I like this multiple choice element, which helps identify misconceptions about what the diagram is telling us, and where it’s telling it. Note that I’ve highlighted the part of the question we’re looking at with a different colour, to avoid anyone thinking we’re still talking about the first bit of the question. Note also that we’re giving away a bit here, in that we’ve inferred that one of A,B or C represents £420.

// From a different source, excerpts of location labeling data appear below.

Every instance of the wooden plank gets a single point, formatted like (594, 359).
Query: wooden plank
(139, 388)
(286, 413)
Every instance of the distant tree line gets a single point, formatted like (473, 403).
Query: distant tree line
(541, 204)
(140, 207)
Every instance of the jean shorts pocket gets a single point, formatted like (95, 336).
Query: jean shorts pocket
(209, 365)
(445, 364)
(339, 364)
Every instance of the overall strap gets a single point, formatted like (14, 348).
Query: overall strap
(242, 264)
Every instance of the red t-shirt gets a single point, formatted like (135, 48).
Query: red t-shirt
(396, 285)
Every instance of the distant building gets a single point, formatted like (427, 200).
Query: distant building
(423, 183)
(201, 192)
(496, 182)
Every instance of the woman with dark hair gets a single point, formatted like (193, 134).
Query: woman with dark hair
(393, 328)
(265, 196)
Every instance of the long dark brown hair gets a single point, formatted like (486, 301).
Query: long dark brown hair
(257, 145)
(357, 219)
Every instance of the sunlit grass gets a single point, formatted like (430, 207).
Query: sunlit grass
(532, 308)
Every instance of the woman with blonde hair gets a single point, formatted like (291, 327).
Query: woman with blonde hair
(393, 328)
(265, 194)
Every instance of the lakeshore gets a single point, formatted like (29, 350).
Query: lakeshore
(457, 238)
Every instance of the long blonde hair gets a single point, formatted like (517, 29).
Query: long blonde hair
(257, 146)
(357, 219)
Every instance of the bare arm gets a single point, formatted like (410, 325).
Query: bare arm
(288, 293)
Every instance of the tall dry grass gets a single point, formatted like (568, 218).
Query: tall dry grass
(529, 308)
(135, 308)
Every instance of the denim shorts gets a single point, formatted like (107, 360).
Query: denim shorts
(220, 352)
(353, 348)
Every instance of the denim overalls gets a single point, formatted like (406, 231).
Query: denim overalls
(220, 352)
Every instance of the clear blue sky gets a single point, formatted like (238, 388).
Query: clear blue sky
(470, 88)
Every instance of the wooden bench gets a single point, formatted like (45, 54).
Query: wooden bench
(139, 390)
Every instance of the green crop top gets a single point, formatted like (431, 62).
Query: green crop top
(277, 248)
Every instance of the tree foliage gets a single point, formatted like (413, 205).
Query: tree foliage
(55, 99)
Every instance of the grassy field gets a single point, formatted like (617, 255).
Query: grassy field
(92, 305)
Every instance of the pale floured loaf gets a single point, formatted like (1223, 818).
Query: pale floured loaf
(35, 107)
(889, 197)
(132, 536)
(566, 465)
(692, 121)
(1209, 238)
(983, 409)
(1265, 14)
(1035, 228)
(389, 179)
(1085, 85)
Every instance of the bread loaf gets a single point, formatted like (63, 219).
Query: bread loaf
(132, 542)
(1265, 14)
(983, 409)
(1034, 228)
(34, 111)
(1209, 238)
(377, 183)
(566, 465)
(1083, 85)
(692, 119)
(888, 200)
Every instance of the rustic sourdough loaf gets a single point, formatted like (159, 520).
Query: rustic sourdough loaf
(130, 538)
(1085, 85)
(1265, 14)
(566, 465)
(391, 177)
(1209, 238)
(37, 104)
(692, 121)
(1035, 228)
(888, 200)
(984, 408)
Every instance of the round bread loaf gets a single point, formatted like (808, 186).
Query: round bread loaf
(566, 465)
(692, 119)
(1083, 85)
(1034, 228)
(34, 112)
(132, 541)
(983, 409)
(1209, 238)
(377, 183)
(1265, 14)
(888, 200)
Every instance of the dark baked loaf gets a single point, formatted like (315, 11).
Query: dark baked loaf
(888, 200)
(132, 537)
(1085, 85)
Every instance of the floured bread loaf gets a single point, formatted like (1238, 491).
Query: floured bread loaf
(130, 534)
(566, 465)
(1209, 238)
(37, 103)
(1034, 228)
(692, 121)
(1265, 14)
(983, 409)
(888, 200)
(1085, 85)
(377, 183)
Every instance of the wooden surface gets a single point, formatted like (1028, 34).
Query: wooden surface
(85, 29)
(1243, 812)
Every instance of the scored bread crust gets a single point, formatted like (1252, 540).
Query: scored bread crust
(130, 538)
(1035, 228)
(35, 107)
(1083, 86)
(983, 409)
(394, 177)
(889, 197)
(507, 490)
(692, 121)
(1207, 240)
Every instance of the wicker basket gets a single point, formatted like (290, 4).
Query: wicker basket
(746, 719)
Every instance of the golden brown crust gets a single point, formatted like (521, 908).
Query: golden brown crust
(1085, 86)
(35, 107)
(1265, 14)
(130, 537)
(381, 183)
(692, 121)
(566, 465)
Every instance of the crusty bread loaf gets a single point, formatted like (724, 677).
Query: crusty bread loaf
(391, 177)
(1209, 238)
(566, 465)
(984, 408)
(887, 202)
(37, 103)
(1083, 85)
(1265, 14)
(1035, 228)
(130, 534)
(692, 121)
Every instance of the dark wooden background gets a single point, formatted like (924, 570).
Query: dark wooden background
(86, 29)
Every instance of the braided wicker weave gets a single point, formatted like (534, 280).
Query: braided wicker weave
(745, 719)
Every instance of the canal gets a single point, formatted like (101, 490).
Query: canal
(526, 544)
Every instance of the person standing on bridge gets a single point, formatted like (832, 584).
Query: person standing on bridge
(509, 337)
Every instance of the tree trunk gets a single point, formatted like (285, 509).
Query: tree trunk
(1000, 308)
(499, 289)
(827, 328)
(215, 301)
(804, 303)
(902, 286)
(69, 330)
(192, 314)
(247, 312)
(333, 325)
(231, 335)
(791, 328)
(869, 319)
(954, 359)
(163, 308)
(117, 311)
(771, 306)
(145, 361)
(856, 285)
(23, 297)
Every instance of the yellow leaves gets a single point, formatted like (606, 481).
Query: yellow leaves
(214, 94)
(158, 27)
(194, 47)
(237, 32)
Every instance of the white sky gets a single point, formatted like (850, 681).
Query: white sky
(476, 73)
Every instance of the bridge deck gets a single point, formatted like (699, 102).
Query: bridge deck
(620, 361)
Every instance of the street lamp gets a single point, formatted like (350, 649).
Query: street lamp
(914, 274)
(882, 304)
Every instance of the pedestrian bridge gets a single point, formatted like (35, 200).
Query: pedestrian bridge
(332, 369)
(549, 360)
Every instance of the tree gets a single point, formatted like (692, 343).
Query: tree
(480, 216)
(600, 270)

You can take that bit of help out quite easily:


Another approach to help students identify “what bit represents what” is to correctly or incorrectly complete it like this:



Again, note that we’ve given even more support in that we’ve specifically stated it’s wrong. Hence below is slightly less scaffolded:


Indeed, you could go the whole 9 yards and do something like this:


Note again that the explicit mention of how those numbers are derived is support you can add or take away.

Moving onto the final step in the question, students are likely to assume they have finished simply because they have reached a kind of end to part of it:


More structure:


Now remember that the ultimate aim is to take all the scaffold away eventually. When that’s done is of course at the discretion of the teacher. It may be that scaffold like the examples above only occurs in the teaching part, or it may be that independent questions have some of these kind of structures in place, but eventually you’ll want to move back to how the question was originally presented, something like this:


And then, remove the guidance altogether.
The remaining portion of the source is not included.